I am grateful for the clarification.
A universal basic income or similar systems that guarantee a minimum income to all have been debated and discussed at some length across the world. This debate has been stimulating and important, and discussing UBI and similar concepts, such as the negative income tax, which was a popular subject for academic debate before UBI, is an engaging activity. Any system that promises protection and, to quote the recent report from the Joseph Rowntree Foundation and Compass,
“freedom of choice for individuals between work and leisure”
is bound to sound appealing. It is difficult to argue with a utopian system that enables individuals to choose whether to work or to engage in leisure activities, alongside all the other valuable things that people do, such as voluntary work and caring.

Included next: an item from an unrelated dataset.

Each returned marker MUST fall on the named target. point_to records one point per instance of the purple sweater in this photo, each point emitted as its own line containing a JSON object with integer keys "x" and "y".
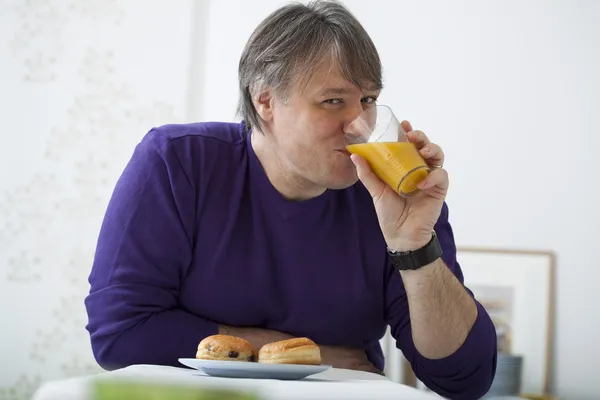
{"x": 196, "y": 236}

However, as the Compass report suggested, the big issue with UBI is not whether it is desirable but whether it feasible. Would it be affordable, and could it be introduced in a way that prevented losses among the poorest sections in society? The hon. Member for Inverclyde said we should not turn our back on laudable aims. I could not agree more, but laudable aims are not enough. When Jack Kennedy said he wanted to put a man on the moon, he knew that just willing it would not make it happen. It had to be technically feasible.

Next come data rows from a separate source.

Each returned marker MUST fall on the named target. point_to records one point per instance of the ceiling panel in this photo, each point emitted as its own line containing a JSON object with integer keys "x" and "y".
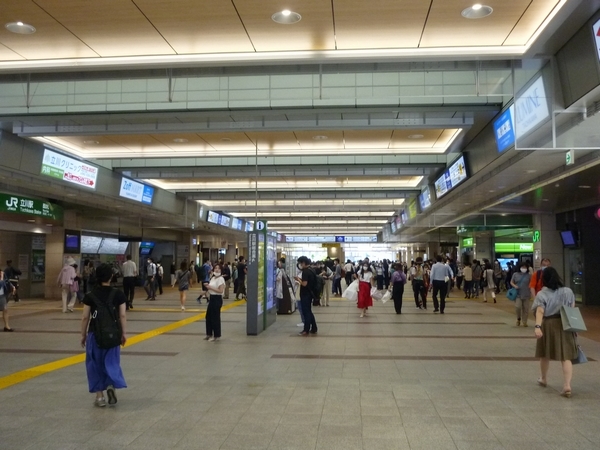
{"x": 51, "y": 40}
{"x": 367, "y": 138}
{"x": 313, "y": 32}
{"x": 109, "y": 27}
{"x": 335, "y": 139}
{"x": 530, "y": 21}
{"x": 379, "y": 23}
{"x": 447, "y": 28}
{"x": 210, "y": 26}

The Citizen’s Income Trust, which the hon. Gentleman cited, and the RSA claim to have developed cost-neutral models for a scheme, but less highlighted is the fact that they could do so only by collecting huge amounts of additional tax. I can confirm that that is not everybody’s definition of cost-neutral. As the JRF and Compass report found, the additional tax revenue required to deliver a sustainable UBI would be as much as £160 billion. Such a system is clearly unaffordable, even if we assume that the introduction of a UBI would not affect individual behaviour in the labour market and that nobody would give up paid work as a result of its introduction. That assumption, of course, goes against common sense. It goes against trials that have happened in other countries, which have been referred to, and the principles of this Government and all recent Governments that I know of.
I have got the Compass figures in front of me. The report says that the net cost of the hybrid model that Compass proposes would be about £8 billion a year. That is a significant sum, to be sure, but it is not impossible if we are talking about a revolution in the way that work is organised. The problem with many of the contributions this afternoon is that it has been assumed that we go on as we are now and suddenly graft a citizens’ income on top of it. I think the way work is going to look in the future will be very different; therefore we need to look at bolder ideas.
I think the hon. Lady has the relevant page in front of her; I do not, but I have it nearby. From memory, if she casts her eye about three lines further up above the £8.2 billion figure, she will find another figure for what the impact on income tax will be. That is where the total effect, which is so much greater, is laid out.